As it turned out, all that stood between Bjorn Borg and a third consecutive Wimbledon title were frostbite, cold sores and Victor Amaya. You think that's a simplification? Ask Victor Amaya. No. Ask Jimmy Connors, who figured he was mobilized, keyed up and in a prime position to challenge Borg in a continuation of their sport's finest, boldest rivalry.
But last Saturday afternoon, in the midst of the same damp and chill that for two weeks had transformed Centre Court at the All England Club into the weather-beaten moors of Wuthering Heights, Connors was not mobilized. Either that, or Borg simply has marched several lengths ahead of him in terms of talent, mental toughness, hunger for battle and sheer, unadulterated weaponry. Because soon after the two unleashed their rackets, it became quite clear that whatever it was that made their glorious five-set Wimbledon final last year so special was sorely missing on this occasion. Too bad.
This time Borg beat Connors 6-2, 6-2, 6-3, a genuine old-fashioned hack-sparkar, as they say in Sweden. The champion bludgeoned the pretender. He turned him inside out and embarrassed him. Choose your verbs, past tense. And say good night, Jimbo. No American has taken such a whomping from a Swede since Floyd Patterson was knocked down seven times in one round by Ingemar Johansson.
"I wasn't into the match mentally," Connors said afterwards, "but the ball never overpowered me." Has Borg improved or changed his game? "Naw, he always plays the same." Is that the best you've seen Borg play? "Naw, he's played well the other 13 times, too."
Nobody summoned an ophthalmologist, but Jimbo must have been watching a different match from the one in which Borg kept whipping his toonder and lightning serves past Connors; kept pounding top-spin approaches into the distant corners or looping rainbow floaters into midcourt where his opponent was unable to contend with the varied pace; kept skidding a newly developed backhand slice short to Connors' vulnerable forehand wing and then dashing to net behind it; kept up a relentless attack that pressured the desperate Connors into scattering balls throughout the Pimm's Cup concessions.
"The plan was to get to net," Borg revealed after the match. "The court was soft and the bounce was low. I want to slice and come in because Jimmy doesn't like that. He usually put the pressure on me—I have to do the passing shot; I have to do the lob. Today he have to do all of that. I win so many points because he can't do."
In fact, Borg won 102 points—a fat, round 30 more than Connors. From 0-2 in the first set, Borg took six games running, allowing Connors only 15 points. In the third set, Borg lost only five points in his four service games. Possibly the most important, and the most dramatic, sequences were in the fourth and seventh games of the second set when the two men dealt with a love-40 deficit in vastly different ways.
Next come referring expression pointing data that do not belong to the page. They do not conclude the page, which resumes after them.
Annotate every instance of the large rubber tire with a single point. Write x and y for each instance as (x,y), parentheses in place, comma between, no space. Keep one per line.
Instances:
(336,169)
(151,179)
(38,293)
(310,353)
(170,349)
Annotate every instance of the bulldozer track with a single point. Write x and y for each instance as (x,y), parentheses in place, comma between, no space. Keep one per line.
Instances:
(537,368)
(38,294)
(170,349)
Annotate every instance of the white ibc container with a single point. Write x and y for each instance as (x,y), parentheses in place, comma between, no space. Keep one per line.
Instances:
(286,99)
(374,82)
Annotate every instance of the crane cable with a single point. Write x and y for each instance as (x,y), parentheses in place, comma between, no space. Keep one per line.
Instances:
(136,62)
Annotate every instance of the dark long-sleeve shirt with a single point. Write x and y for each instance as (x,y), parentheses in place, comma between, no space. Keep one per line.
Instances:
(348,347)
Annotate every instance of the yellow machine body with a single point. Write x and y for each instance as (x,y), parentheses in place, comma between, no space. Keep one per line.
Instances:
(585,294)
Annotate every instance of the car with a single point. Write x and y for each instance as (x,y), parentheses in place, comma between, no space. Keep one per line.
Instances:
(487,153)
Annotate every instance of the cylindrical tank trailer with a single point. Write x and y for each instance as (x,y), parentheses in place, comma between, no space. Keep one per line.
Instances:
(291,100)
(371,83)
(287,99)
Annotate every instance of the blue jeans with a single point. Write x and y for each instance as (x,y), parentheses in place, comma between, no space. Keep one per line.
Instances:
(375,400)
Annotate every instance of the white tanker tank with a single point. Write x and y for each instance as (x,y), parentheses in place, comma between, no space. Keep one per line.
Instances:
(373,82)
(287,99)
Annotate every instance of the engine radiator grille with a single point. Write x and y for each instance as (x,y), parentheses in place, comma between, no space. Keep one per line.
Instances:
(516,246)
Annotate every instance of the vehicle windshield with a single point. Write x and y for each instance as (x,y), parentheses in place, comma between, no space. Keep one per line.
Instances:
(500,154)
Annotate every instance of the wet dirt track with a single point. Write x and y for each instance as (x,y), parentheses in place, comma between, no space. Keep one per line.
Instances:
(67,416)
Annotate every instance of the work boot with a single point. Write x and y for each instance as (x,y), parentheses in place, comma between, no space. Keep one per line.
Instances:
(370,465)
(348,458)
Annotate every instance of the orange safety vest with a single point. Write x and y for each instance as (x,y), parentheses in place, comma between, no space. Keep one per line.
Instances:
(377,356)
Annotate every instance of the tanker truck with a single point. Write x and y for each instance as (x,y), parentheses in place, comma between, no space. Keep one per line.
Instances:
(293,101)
In Game 4, having just broken Connors' serve to lead 2-1, Borg found himself on the brink of being broken back. Just in time he rifled three enormous first serves, two of which Connors couldn't even play and the other setting up an easy smash for Borg. Connors forced a fourth break point, but again one of Borg's slingshot deliveries preceded a dainty touch volley and Borg served out the game for a 3-1 advantage.
In Game 7, when it was Connors' turn at love-40, Jimbo came to the net three times for saving volley winners (to reach deuce), but then he was unable to hold off Borg. Bjorn rapped an overhead after his own brilliantly devised lob, then watched Connors net a forehand to lose the game, as well as any real hope.